They were, he said, a coming thing and, as a close colleague of Ricky Gervais, he should know. Luckily, Slightly Fat Features were my second show of the afternoon off the train, and I could not have been more delighted: they’re a bunch of madcap vaudevillians with a touch of Spike Milligan, the Goons and Monty Python, and if you’ve ever wanted to see a version of “How Much Is That Doggy in the Window?” played with hammers on a row of cuddly toy canines, now’s your moment.
It was a glorious afternoon – the forecast is set pretty fair for the first fringe weekend – and it was almost pleasurable to be assailed by the first batch of flyer distributors in Bristo Square, the bloom still on, the smiles new hatched and full of hope, fun and high spirits. How all this will change after three weeks and a week of rain…
Meanwhile, I joined a merry throng for my first show, Pirates of the Carabina, dangerously situated next to a pop-up Drambuie (of all things) bar where the producer reminded me of a night we once spent together at a Madonna concert in Leeds.
As I’ve never been to a Madonna concert in Leeds or anywhere else, this came as a pleasant surprise, until she added that we shared a taxi after the concert back to the hotel… and then I wondered how much else in my life I hadn’t actually experienced or, even more worryingly, deliberately forgotten. Or was I in the middle of an out of body fringe happening within two hours of arriving in Edinburgh?

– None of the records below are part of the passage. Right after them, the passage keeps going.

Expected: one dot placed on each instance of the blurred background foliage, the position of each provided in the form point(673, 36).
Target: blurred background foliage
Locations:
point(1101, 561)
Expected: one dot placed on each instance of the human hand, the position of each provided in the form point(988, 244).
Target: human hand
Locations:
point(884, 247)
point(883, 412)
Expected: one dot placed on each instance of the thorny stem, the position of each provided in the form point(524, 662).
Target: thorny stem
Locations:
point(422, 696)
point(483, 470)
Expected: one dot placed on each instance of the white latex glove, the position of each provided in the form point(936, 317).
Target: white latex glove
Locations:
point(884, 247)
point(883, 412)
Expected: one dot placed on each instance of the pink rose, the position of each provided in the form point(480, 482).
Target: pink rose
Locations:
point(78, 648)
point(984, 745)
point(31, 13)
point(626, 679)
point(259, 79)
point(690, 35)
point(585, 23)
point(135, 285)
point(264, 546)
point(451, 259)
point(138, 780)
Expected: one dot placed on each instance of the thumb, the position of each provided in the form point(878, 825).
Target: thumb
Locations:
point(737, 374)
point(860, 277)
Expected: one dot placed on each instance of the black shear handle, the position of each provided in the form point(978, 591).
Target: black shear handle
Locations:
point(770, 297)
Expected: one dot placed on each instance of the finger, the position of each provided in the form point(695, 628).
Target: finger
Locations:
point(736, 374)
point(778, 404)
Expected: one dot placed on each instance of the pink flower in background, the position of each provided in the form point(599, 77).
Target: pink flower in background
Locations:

Was this a re-run, or a preview of something I was going to see later or, even worse, never going to see at all?
Slightly Fat Features were the most unexpected treat, and as I write this I’ve just emerged from my first Traverse play, David Leddy‘s Long Live the Little Knife, which is so surreal and Pirandellian it almost hurts, with the actors who play a couple of bizarre art forgers cruelly deprived of their bid for normality and decency in life just as I am having a scenario with a conically-breasted Madonna (it was that version, apparently) foisted upon me from my own past.
More familiar friends and colleagues were soon crowding around to improve my sense of worth and well-being. With Giles Cooper and Nicola Lamb of Mark Borkowski I renewed my fascination with their brilliant joint impersonation of Janet Street-Porter in which, for some reason, I become known as Janet herself; perhaps it was in her disguise I went to that concert in Leeds after all?
Naturally, I found Peter Straker – reprising his unmissable cabaret of Jacques Brel songs in the Assembly Checkpoint this year – in our home from home of Ciao Roma on Nicolson Street, where that fine Irish actor Patrick O’Kane (appearing with the Abbey in Owen McCafferty’s new play Quietly at the Traverse) entertaining his family at a large table in the corner.
And then a chorus of critics emerging from every corner, still talking about the disbandment of the Independent on Sunday arts desk, though the editor has since rallied to suggest there will be arts features and some of those recently despatched will be returning to write them.
For the whole joy of Edinburgh, as much as the programme itself, is the crack, the rushing around, the renewal of old friendships and the discovery of new ones, obviously, that you never knew you had.
Some things don’t change, though. There’s still a bitterness in the air over the decampment of Bill Burdett-Coutts with the Assembly logo to George Square leaving the city council-backed Assembly Productions in George Street: the confusion is ridiculous and only fuelled by another outburst in this morning’s Scotsman newspaper.
Talking of which, the Scotsman‘s old offices on North Bridge are now the Scotsman hotel where two bodies were found in a bedroom yesterday afternoon as a result, it has been suggested, of some sort of chemical accident.
Anyway, I’ve never known such a dramatic arrival in the city, with ambulances, police and fire engines closing off the area around the hotel, people being interviewed and an air of mystery and shock descending like a fog in the very centre of the fringe theatre nexus.
Let’s hope the shows live up to this real life tragedy and excitement, with no more consequences for the participants, artists and audiences alike, than satisfaction, stimulation, exhilaration and exhaustion.